Picture it: Mussolini rolling in his grave, not because of the blackshirts, but because he never thought to tax pasta sauce at 47% to fund interpretive dance degrees. No, fascists are all about that big, cuddly centralized state hugging you so tight it crushes your ribs—right before it decides what’s best for your kids, your money, and whether your sandwich is culturally appropriated.
Meanwhile, over here in Small Government Land, we’re just a bunch of rugged individualists, barbecuing in the backyard, teaching our spawn how to tie knots and balance a checkbook, without Uncle Sam showing up with a clipboard and a guilt trip.
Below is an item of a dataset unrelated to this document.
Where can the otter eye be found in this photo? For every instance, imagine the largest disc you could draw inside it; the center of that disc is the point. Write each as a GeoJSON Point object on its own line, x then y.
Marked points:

And don’t get me started on what they’re spending our cash on! Transgendering toddlers? Sure, because nothing says “progress” like a five-year-old picking out hormone blockers from the Toys “R” Us clearance bin. DEI programs that turn every office into a Lord of the Flies conch-shell debate on who gets to feel the most oppressed today—spoiler: it’s always the guy with the pronouns in his email signature who flew first class. And inner-city schools? Oh, honey, those are less “learning academies” and more “graduation factories” churning out kids who can recite the lyrics to every Cardi B song but think 2+2 is a hate crime against non-binary numbers.
Look, I’ll take the tradeoff. Gimme a world where I’m responsible for my own screw-ups, where my kids inherit my bad jokes and my IRA instead of a IOU from some bureaucrat in D.C. who’s too busy sexting interns to balance the books. No gunpoint wealth transfers, no mandatory rainbow capitalism—just me, my family, and the sweet, sweet freedom to fail spectacularly on my own terms. Joy, if this is your idea of villainy, sign me up for the dark side. At least the fascism comes with a side of fiscal sanity. And pass me a turkey leg from the bird i bought, because I’m done being the meal.